# `main.py` - PPO Training Entry Point

This script launches PPO training with configurable settings and optional energy-based regularization using in-distribution (ID) and out-of-distribution (OOD) samples.

## Usage

```bash
python main.py --config <config_name> [options]
```

## Arguments

| Argument           | Type    | Default           | Description                                                                 |
|--------------------|---------|-------------------|-----------------------------------------------------------------------------|
| `--config`         | str     | `"metaworld_indep"` | Name of the configuration to load (from `config/`).                         |
| `--total_frames`   | int     | `1000000`         | Total number of frames to train the agent.                                  |
| `--test_interval`  | int     | `100`             | Number of test evaluations over the course of training.                     |
| `--debug`          | flag    | False             | If set, disables wandb logging and file saving.                             |
| `--save_images`    | flag    | False             | Saves sample visualizations during training.                                |
| `--archive_buffer` | flag    | False             | Enables an extra replay buffer for IID data. When this is enabled, `--id_file` is ignored. |
| `--id_file`        | str     | `None`            | Path to a `.pt` file containing in-distribution feature maps (ignored if `--archive_buffer` is used). |
| `--ood_file`       | str     | `None`            | Path to a `.pt` file containing out-of-distribution feature maps.           |

## Notes on `--id_file` and `--ood_file`

Both files must contain a 4D tensor of shape:

```
[batch_size, C, X, Y]
```

Where:
- `C` is the number of feature channels (e.g., `3` in GridWorld),
- `X` and `Y` are the spatial dimensions of the environment encoding (e.g., grid size),
- `batch_size` is the number of stored ID/OOD samples.

These are used by the PPO loss module to enforce margin-based energy regularization. If `--archive_buffer` is enabled, `--id_file` is not used, and the archive buffer provides the in-distribution samples instead.
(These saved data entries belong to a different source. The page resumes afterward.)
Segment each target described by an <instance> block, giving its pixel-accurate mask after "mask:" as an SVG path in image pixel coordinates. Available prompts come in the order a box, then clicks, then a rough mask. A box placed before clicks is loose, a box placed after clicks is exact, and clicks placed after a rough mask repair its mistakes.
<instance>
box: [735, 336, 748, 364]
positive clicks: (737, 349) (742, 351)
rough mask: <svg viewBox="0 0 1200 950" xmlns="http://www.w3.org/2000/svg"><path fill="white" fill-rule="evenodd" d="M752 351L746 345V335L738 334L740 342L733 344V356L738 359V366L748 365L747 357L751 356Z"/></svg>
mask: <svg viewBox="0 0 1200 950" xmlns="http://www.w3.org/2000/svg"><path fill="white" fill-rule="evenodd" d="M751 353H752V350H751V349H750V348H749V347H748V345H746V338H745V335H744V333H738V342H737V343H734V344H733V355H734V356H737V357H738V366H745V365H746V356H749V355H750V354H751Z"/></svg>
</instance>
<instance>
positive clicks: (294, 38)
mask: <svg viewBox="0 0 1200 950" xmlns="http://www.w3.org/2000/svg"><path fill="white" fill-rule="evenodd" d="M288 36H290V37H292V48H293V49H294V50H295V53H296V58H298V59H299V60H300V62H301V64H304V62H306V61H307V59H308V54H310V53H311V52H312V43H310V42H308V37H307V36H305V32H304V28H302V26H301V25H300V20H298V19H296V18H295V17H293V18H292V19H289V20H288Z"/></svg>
## Enabling Energy-based Regularization

To use energy-based loss regularization, make sure the following parameters are specified under `BASE_CONFIG` in your config YAML file:

## Enabling Energy-based Regularization

To use energy-based loss regularization, make sure the following parameters are specified under `BASE_CONFIG` in your config YAML file:

```yaml
BASE_CONFIG:
  margin_in: 12
  margin_out: 14
  lambda_energy: 0.0001
  archive_buffer_size: 3000
```

These control:
- `margin_in`: energy threshold for in-distribution samples.
- `margin_out`: energy threshold for out-of-distribution samples.
- `lambda_energy`: loss coefficient for the energy-based regularization term.
- `archive_buffer_size`: number of IID samples to store during training (used when `--archive_buffer` is enabled).

For a working example, see `multi_grid.yaml` in the `config/` directory.


## Checkpoints

All training checkpoints and logs are saved under the directory:

```
./ckpts
```

Each run is saved in a subdirectory named after the experiment name, which is automatically generated from the config.